Отец никогда ничего не понимал в высоких материях; дед мне сказал, спросив сначала, умею ли я хранить тайны, что есть тому научное объяснение, он его услышал от какого-то сеньора-химика: всему виной свинцовые белила, та мелкая пыль, что летит при шлифовании полотен, она вечно осаждалась на всех предметах в мастерской. Она-то и отравляет тело медленно, но верно. Но дед думает, что краски тут ни при чем, что это выдумки докторов, от них ничего хорошего не жди. «Он уж такой с самого рождения, – сказал дед. – Как манекен, который бабы подбрасывают на одеяле, безвольный. Будто ему обрезали все сверху, понимаешь. Ест, ходит по нужде, даже тебя сделал, хоть, наверно, безо всякой охоты, а только для приличия, но, когда надо заняться чем-то духовным, неуловимым, тут он бессилен. Такой уж он уродился!»
Говорит Франсиско
В Бордо я побывал в доме безумцев и писал там, пока не стемнело: сумасшедших, рыдающих на коленях, рычащих и мечущихся в остервенении по камере, просовывающих головы через решетку. В своей бесконечной невинности они напомнили мне двух других безумцев из моего прошлого, но об этом молчок. Спроси меня, я бы сказал, что предпочитаю сидеть там, чем в гостиной у Хавьера; терпеть не могу разговоров с пустой скорлупой, в которой не осталось ничего живого.

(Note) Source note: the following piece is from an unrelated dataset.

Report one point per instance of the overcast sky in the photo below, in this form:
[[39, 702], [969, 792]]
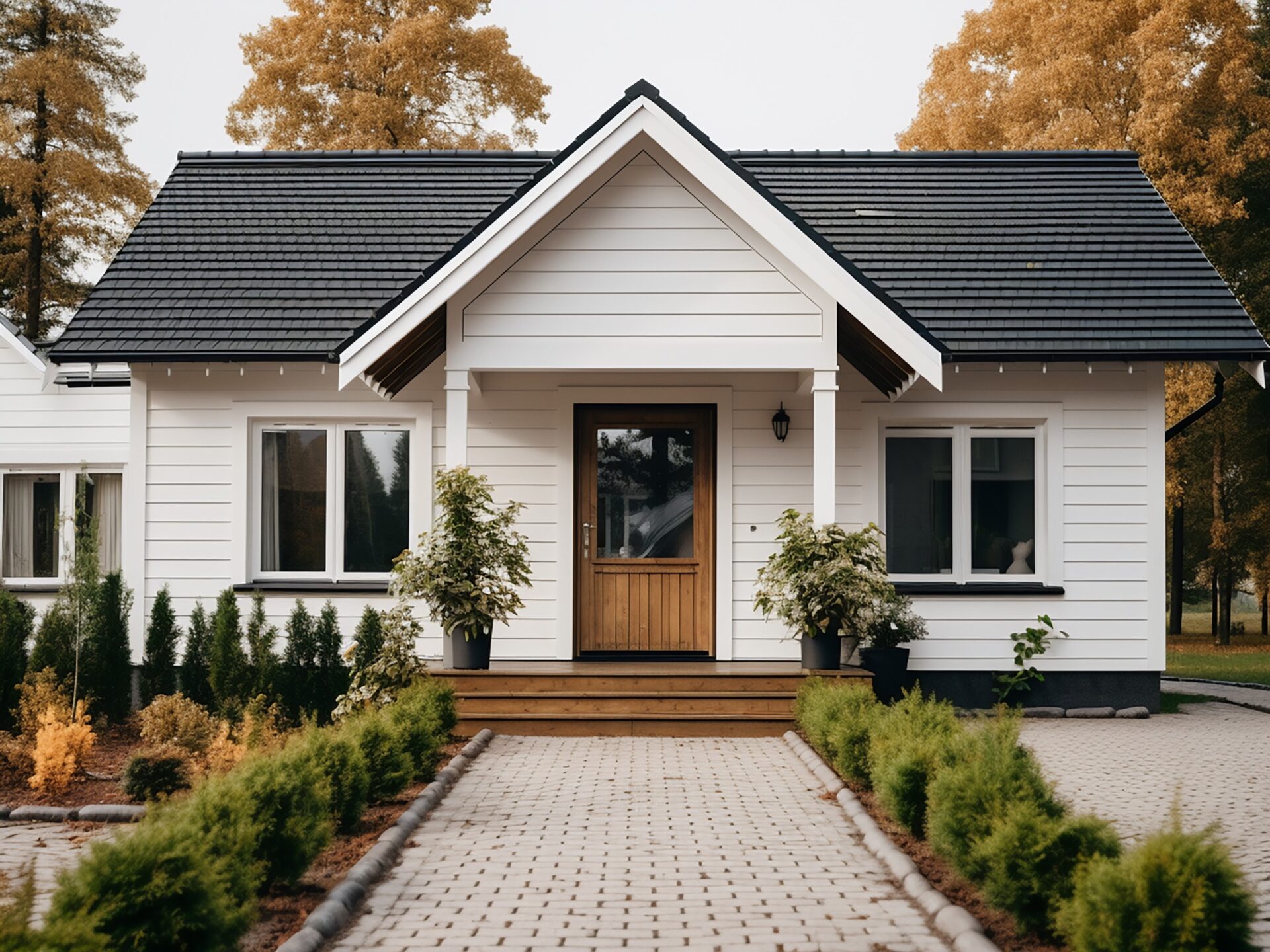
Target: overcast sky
[[800, 74]]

А все-таки стоило мне вернуться во Францию, как я тут же затосковал по ним; когда я проваливаюсь в дремоту – а такое у меня случается все чаще, – вижу их так отчетливо, будто они сидят передо мной. Шлю им письмо за письмом – и все время какие-то отговорки. Хоть ясно пишу, мол, покрою все дорожные расходы, ни одного реала, мол, не придется вам потратить.
А в другой раз говорю себе: куда ты торопишься, старый хрыч? До Тициана тебе еще ой как далеко!